Marie’s job hunt, that is. At the beginning of the week, I got a call in the library from a rather panicky Marie. She had been called in at short notice to interview – in English – for the handbag firm Coach, and wanted a dry run of her self-introduction before her interview began in half an hour. At one point, a momentary confusion between the words ‘impress’ and ‘express’ resulted in what I thought was an accidentally brilliant summary of the fashion industry: “I want to work in fashion because fashion is how people impress themselves”.
Over a bite another night, Marie wasn’t hopeful: the interview had only lasted ten minutes, with Expo-worthy queues of applicants outside. She’s had six job interviews so far. And that very day, she took two maths exams – with more of both interviews and exams to come. Nor is the summer holidays any longer a light at the end of the tunnel: Marie hopes to begin work as soon as she graduates. It’s a hard knock life.

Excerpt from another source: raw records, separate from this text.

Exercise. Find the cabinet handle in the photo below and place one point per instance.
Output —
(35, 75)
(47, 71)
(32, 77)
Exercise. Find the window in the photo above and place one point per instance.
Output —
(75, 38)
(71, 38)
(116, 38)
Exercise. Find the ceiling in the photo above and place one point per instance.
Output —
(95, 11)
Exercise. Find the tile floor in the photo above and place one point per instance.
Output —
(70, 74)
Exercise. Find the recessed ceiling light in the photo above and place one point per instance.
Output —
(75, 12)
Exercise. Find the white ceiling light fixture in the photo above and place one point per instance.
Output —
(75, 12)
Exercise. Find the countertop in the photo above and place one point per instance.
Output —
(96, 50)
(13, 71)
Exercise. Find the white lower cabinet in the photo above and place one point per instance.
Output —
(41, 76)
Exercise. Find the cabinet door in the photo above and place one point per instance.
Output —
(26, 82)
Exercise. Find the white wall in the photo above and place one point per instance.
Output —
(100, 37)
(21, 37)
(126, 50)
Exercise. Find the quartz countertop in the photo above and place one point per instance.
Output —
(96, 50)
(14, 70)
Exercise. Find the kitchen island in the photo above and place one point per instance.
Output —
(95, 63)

I told her over dinner of what Ben had done: strike it on his own with an online shop on Taobao. Ah yes, she responded: lots of Beida students do that in their free time – and made a fair profit off it. But as a full-time enterprise? She couldn’t imagine it. No security. She wanted two things for herself: a good job, and to be in the same town as her roommate and best friend. Which means disappointing her mum and dad, who – like all mums and dads – are encouraging her to take a job in her home province of Yunnan.

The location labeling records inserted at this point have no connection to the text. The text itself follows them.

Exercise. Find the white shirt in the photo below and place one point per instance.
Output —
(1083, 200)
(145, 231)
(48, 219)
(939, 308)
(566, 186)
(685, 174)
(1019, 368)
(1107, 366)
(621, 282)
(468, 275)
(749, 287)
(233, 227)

Another disappointment was that Marie didn’t get the job at the Japanese interior decoration company, Epco (see my earlier post linked at the top). Instead, they hired two boys. I asked if she thought there was anything sexist about their choice. No, she said, because “it is a technology job” – and boys are considered better at tech. Then she paused for a moment, as if the thought had just occurred to her: “but my subject is also technology”. So isn’t choosing boys over girl sexist? A briefer pause. “Maybe.”